クソ暑い中ではPCに向かってあれこれ事務仕事をしているだけでも、ぐったり疲労感がある。

頭が疲れるということを実感する。

コピー機の前で立ったりしゃがんだりしていてもため息が出るし、大した労働に感じられる。

  

炎症反応(CRP)が、ワタシの最近値の100倍近く出てしまうと、かえってサバサバする。

こわばりも痛みも極度の疲労感も、器質的な異常の指標が検査結果に表れず、心因性だの非器質性だの機能性身体症候群だのとなれば、その診断も治療も難しくなるのは目に見えている。*1

検査値異常が明らかならば、さらに検査項目が増える苦痛を患者に与えてしまっても、医師も真剣に病名を見つけようとするだろう。

 

ξ

病気は人の「自由」を明らかに狭める。日常の選択肢を損ね減少させるが、病気になって気付くことがたくさんあるのも間違いない。

しかし病気になってよかった、なんていうのは病者の身勝手な言い分だ。

 

ワタシたちは誕生以来、それぞれの心的身体的要因と環境的要因にうながされて、たくさんのことに気付いてきた。

それは、全くバラバラ、個別の気付きである。

しかし心的身体的要因と環境的要因そのものの類似性またはパターンの類似性から

その人の気付きに、ココロがアッ!と共鳴することがある。

その結果、濃淡があるにしろ人としてつながりができたり連帯ができる。

反対に気付きに共鳴する想像力が無ければ時間をかけても理解が進まないことがある。

 

病気をもたらしたものも、ワタシの心的身体的要因と環境的要因であり、なにかほかに特別な気付きの要因があるわけでもない。

病者が健常者を超え、健常者が病者を超えて気付きを拡大する力(チカラ)は本来等価だ。病者の優位性も健常者の優位性もありはしない。

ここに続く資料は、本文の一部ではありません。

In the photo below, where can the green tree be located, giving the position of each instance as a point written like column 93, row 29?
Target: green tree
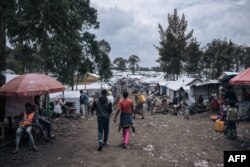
column 120, row 63
column 2, row 57
column 172, row 45
column 218, row 57
column 133, row 61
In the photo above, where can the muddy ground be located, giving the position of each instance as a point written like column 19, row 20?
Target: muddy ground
column 160, row 140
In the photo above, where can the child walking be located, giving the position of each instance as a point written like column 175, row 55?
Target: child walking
column 125, row 106
column 232, row 119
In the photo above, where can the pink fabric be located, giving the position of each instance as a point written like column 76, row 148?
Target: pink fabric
column 125, row 135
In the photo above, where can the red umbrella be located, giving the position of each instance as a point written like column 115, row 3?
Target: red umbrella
column 242, row 78
column 31, row 85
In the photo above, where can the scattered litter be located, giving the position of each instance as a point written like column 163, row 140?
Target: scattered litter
column 149, row 148
column 204, row 153
column 164, row 125
column 149, row 124
column 201, row 163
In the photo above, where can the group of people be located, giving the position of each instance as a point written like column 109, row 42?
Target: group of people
column 33, row 116
column 103, row 107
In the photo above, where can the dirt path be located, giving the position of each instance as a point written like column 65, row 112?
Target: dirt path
column 160, row 140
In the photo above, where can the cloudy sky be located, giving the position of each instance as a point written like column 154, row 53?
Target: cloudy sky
column 131, row 26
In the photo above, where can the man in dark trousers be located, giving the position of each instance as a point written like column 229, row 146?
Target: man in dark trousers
column 103, row 109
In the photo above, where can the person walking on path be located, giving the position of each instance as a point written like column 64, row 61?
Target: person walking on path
column 103, row 108
column 232, row 119
column 26, row 126
column 125, row 107
column 84, row 99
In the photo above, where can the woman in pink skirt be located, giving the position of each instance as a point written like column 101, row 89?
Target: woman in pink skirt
column 125, row 106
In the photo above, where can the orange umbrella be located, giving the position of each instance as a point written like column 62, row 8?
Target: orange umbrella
column 242, row 78
column 31, row 85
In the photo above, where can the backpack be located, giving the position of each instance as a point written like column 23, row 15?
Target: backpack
column 142, row 99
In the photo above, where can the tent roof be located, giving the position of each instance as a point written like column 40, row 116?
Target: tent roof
column 241, row 79
column 227, row 75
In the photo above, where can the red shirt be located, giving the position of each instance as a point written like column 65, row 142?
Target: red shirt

そうでなければ共鳴も人とのつながりも連帯も拡がらないだろう。

 

ξ

このクソ暑さは生命の危険があると連日言われているし、かつ炎天下を歩いていると眩暈や吐き気もするのでアウトドアの運動は一切していない。

細々と室内型リウマチ体操が復活した。

早々に行こうと思っていた東京国立博物館の「縄文展」も先送りになった。上野までは暑くて遠いからだ。

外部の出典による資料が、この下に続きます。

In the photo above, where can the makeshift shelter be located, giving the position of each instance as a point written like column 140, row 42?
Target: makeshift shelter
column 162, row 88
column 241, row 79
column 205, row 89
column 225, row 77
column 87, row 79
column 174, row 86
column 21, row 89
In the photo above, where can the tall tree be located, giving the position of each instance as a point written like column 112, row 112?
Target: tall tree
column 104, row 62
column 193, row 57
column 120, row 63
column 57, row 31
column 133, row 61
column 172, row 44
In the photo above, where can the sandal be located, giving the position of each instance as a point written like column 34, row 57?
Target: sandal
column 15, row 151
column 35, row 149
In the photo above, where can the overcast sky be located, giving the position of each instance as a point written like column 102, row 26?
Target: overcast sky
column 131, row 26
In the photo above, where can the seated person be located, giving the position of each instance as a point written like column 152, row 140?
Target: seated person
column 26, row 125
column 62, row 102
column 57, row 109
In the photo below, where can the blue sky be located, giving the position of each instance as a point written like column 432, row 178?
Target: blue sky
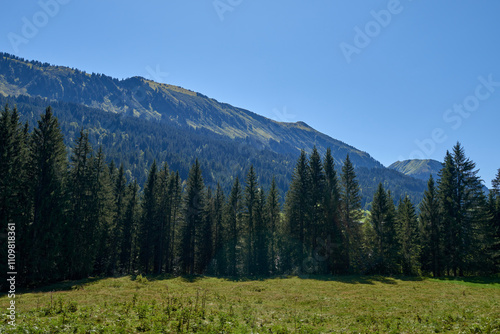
column 398, row 79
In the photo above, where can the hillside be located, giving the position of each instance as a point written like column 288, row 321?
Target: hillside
column 138, row 120
column 168, row 104
column 420, row 169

冗談じゃねーぜ、「健康でもない、文化的でもない、最低限」の生活の気分だと、言ってみたい気分だ。

 

ξ

数値化される合理性・効率性が有用・有意味とされる社会フレームのなかでは人のロス、ロス率が考えられている。

 

この結果、人のロスとみなされそうな脱落した3割の層とそれ以外の7割の層に二分して、無関心、冷淡、抑圧、鎮圧をキーワードに、すれ違わない、目を合わさない(=目に見えるが認識しない)という区分(上位カーストと低位カーストが急速に広がっているようにみえる。

 

この3割の層に、最近目立つ、より強者に何ら歯向かうことなく、殺傷可能な、より弱者・よりマイノリティに照準を合わせて差別し暴力をふるう心性の加害的マイノリティも一緒にして消去してしまいたいという、7割の人々の衝動が感じられる。

 

7割の層から転落しないよう懸命に努力するのは当然だが、3割の層にずり落ちることはある。それはそれで仕方がないと思う。

 

しかしその時ワタシたちは、加害的マイノリティという、さらなるマイノリティに転落する心性を遠ざける糸口は見つけられるはずだ、と思える。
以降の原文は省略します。